A decisão da Copa do Mundo entre Argentina e Espanha tem revelado um fenômeno curioso fora das quatro linhas: ao contrário do que tradicionalmente acontece quando uma seleção sul-americana chega longe no torneio, a equipe de Lionel Messi não conta com o apoio da maior parte dos vizinhos latino-americanos.
Nas redes sociais, torcedores de países como Brasil, México, Colômbia e Chile têm demonstrado preferência pela Espanha. Um dos memes mais compartilhados nos últimos dias mostra o atacante espanhol Lamine Yamal vestindo a camisa da seleção brasileira, acompanhado da legenda: “A esperança do povo brasileiro”.

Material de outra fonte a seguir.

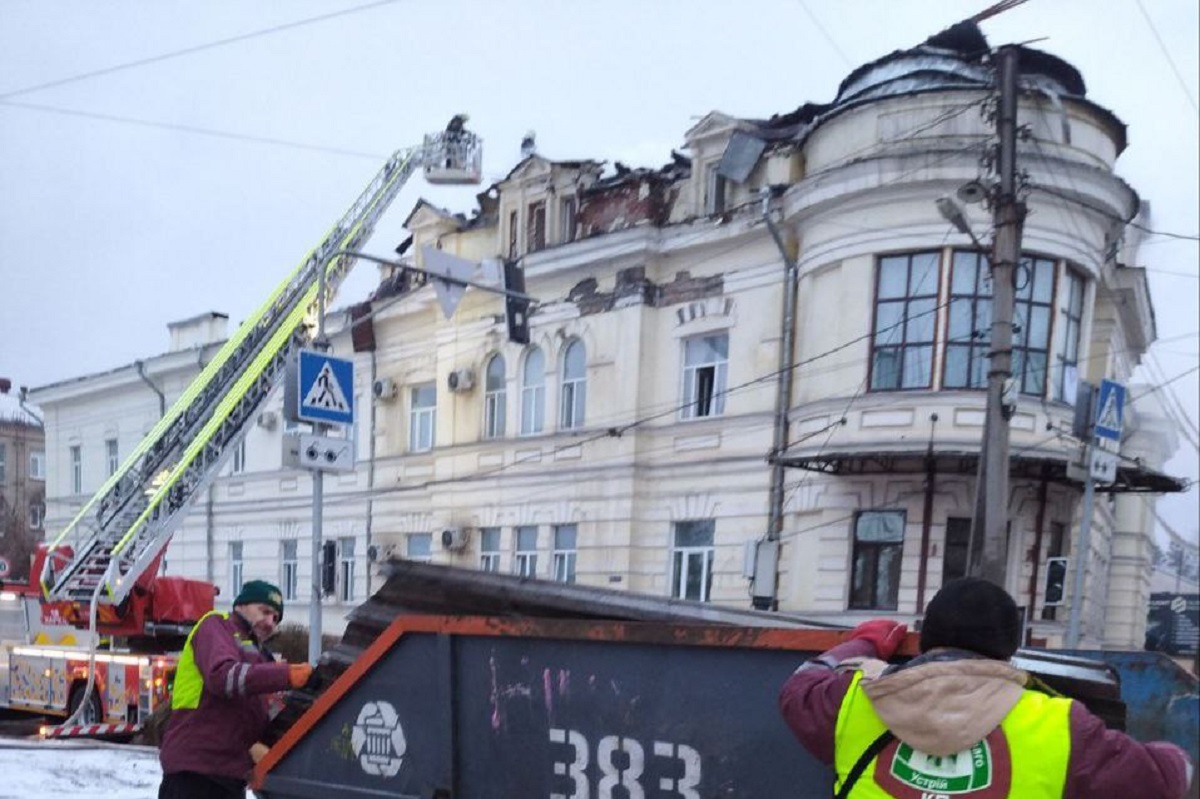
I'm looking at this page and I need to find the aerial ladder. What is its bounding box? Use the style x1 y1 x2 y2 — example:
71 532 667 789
41 119 484 613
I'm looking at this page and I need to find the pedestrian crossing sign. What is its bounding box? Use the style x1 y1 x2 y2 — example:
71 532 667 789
1093 378 1126 442
297 350 355 426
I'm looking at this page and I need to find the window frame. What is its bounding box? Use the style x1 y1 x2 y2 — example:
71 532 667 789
408 383 437 452
29 451 45 481
479 527 501 572
339 536 356 603
69 445 82 494
29 502 45 530
680 333 729 420
671 520 715 602
848 510 906 610
552 524 578 584
231 437 246 475
704 162 727 214
559 339 587 430
281 539 299 601
483 353 506 439
527 200 547 252
869 251 940 392
229 541 244 598
942 517 972 584
507 209 519 259
406 532 433 563
514 525 538 577
1011 255 1057 396
105 438 119 477
520 347 546 436
1056 267 1085 402
560 196 578 243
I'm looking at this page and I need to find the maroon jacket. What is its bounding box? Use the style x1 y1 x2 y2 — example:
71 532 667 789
779 639 1193 798
159 611 291 782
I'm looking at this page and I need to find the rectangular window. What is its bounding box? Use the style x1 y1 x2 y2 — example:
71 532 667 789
672 520 715 602
480 527 501 572
281 540 298 601
1012 256 1056 396
944 251 992 390
1056 268 1084 402
0 443 5 482
339 537 356 602
681 334 728 419
1042 522 1066 621
29 503 44 530
560 196 578 243
849 511 905 610
105 438 119 477
871 252 939 390
508 210 519 258
515 525 538 578
29 450 45 481
553 524 577 584
406 533 433 563
409 383 437 452
943 517 972 584
705 163 726 214
527 201 547 252
70 445 82 494
231 438 246 475
229 541 244 597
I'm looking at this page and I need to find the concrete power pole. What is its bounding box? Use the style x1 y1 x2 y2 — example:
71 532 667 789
974 46 1026 588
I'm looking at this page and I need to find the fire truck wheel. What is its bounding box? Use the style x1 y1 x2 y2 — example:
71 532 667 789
67 685 103 725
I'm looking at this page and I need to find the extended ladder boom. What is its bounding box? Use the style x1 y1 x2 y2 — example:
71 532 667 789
45 122 483 606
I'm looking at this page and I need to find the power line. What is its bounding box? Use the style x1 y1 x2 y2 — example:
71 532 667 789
0 99 386 161
0 0 405 100
1133 0 1200 115
794 0 854 70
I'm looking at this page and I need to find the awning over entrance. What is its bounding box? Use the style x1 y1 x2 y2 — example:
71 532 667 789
775 446 1188 494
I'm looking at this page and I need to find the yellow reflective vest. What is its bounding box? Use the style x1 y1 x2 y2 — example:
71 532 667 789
833 671 1072 798
171 610 231 710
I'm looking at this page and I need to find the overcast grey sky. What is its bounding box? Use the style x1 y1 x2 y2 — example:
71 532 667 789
1 0 1196 540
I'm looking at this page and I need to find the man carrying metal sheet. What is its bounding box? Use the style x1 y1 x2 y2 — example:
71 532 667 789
780 577 1194 798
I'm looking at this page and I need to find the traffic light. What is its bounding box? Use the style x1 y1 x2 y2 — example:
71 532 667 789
503 260 530 344
321 540 337 596
1044 557 1068 606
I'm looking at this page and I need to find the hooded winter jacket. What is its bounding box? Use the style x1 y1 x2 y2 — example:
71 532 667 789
780 639 1193 798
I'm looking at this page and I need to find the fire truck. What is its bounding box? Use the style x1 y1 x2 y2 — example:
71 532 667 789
20 121 483 738
0 544 215 737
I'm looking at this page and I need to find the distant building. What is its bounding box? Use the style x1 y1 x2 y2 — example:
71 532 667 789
0 377 45 581
30 22 1186 647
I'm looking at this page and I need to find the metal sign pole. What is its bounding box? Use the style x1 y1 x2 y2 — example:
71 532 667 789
1066 444 1095 648
309 261 329 666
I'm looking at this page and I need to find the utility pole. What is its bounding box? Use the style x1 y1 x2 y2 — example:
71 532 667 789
973 46 1026 588
308 260 331 666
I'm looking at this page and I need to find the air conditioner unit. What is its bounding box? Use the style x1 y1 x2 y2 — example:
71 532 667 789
256 411 278 430
446 368 476 393
373 377 398 401
440 527 470 552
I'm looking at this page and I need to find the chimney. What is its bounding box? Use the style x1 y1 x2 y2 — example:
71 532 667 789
0 377 11 394
520 130 537 159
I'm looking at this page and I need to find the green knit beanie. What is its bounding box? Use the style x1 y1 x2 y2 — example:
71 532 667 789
234 579 284 619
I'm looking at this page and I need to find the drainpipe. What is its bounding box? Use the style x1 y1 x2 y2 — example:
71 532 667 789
1025 470 1050 633
364 349 378 597
134 360 166 418
916 415 939 613
754 196 799 611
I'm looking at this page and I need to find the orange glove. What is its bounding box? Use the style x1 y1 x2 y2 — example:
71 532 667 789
288 663 314 689
848 620 908 660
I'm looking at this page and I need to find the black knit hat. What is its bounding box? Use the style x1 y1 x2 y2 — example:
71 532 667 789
234 579 284 620
920 577 1021 660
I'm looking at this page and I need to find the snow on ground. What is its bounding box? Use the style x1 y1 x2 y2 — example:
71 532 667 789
0 739 253 799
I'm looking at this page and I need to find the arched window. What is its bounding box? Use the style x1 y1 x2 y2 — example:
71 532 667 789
559 339 586 429
520 346 545 435
483 353 506 439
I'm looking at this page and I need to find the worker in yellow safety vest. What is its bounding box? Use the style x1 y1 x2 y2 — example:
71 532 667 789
158 580 313 799
780 577 1194 798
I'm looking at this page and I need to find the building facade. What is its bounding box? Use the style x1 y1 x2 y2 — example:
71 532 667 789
30 22 1184 646
0 378 45 581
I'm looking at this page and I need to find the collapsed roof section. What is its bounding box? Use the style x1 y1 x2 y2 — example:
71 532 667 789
403 19 1127 249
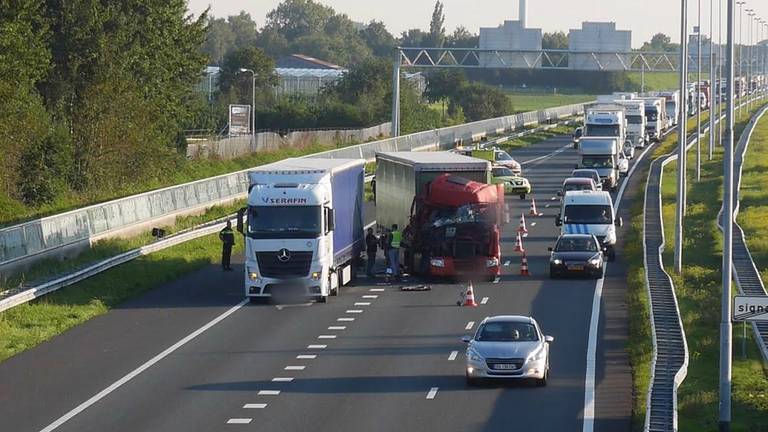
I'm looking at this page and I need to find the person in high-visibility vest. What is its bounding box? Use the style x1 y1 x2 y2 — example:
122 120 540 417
388 224 402 279
219 221 235 271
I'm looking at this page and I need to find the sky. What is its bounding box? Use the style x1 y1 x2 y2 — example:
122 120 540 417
187 0 768 49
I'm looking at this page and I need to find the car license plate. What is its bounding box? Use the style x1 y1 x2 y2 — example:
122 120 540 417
493 364 516 370
568 264 584 271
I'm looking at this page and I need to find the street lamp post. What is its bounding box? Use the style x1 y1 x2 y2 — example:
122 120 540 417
238 68 257 146
746 10 754 110
696 0 702 181
674 0 689 274
737 1 745 118
709 0 716 160
719 0 724 147
719 0 736 429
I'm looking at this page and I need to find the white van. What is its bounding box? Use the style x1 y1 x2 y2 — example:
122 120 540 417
555 191 622 261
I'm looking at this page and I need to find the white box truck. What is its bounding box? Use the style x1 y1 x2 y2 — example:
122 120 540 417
237 158 365 303
657 91 680 127
555 190 622 261
577 137 621 191
637 97 665 142
583 104 627 147
615 100 648 148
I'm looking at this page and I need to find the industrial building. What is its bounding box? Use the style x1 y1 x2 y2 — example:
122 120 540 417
478 0 542 68
568 22 632 70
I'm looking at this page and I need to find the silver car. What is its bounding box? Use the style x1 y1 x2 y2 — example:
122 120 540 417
462 315 553 386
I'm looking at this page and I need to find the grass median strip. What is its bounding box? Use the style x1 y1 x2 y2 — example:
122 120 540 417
658 102 768 431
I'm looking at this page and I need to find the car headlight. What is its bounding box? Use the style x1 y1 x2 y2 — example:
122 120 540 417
247 268 259 281
527 346 545 362
430 258 445 268
486 258 499 268
552 258 563 265
468 350 484 362
588 256 602 267
311 271 321 281
604 230 616 244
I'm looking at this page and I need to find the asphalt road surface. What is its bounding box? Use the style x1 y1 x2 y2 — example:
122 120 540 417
0 134 653 432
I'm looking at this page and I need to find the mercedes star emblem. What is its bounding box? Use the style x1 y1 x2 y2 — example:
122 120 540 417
277 248 291 262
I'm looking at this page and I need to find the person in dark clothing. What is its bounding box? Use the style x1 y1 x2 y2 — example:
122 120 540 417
365 228 378 278
219 221 235 271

O movimento vai além da histórica rivalidade entre Brasil e Argentina. Em entrevistas à AFP, torcedores de diferentes países afirmaram que pretendem apoiar os espanhóis na final deste domingo.
Em São Paulo, o brasileiro Francisco Santos afirmou que comemorou o gol da Inglaterra na semifinal e disse acreditar que a Argentina é favorecida pela arbitragem.
— A Argentina teve ajuda dos árbitros. Vamos torcer pela Espanha — declarou.
Na Colômbia, o analista financeiro Juan Camilo Abusaid foi direto ao dizer que também apoiará os espanhóis. Já o policial mexicano Antonio López reconheceu a grandeza de Lionel Messi, mas questionou o que considera favorecimento da equipe.
— Se você conquista dois títulos apenas pelo seu futebol, eu aceito. Mas, se os árbitros ajudam, eu não aceito — afirmou.
A discussão chegou até mesmo à política. Durante uma entrevista coletiva, a presidente do México, Claudia Sheinbaum, perguntou aos jornalistas presentes para quem eles torceriam na final. A resposta foi unânime: “Espanha”.
Segundo o sociólogo colombiano Germán Gómez, esse comportamento representa uma mudança em relação ao tradicional sentimento de solidariedade entre países latino-americanos nas Copas do Mundo.
Para ele, as redes sociais ampliaram narrativas de que a Argentina seria beneficiada pela Fifa e por seu presidente, Gianni Infantino, percepção que ajudou a afastar parte dos torcedores da região.
No Chile, o operador de laboratório Rachid Sjoberg apontou ainda um componente político para sua escolha. Crítico do presidente argentino Javier Milei, afirmou que não gostaria de vê-lo usar um eventual título mundial como capital político.
Apesar das críticas, Lionel Messi já respondeu às acusações de favorecimento. Após a classificação da Argentina para a final, o camisa 10 afirmou que a equipe voltou a provar seu valor dentro de campo.
— Há quatro anos conseguimos o que queríamos. Mais uma vez mostramos que ninguém nos dá nada de graça e voltamos a estar entre as duas melhores seleções do mundo. Que doa em quem doer — declarou o capitão argentino.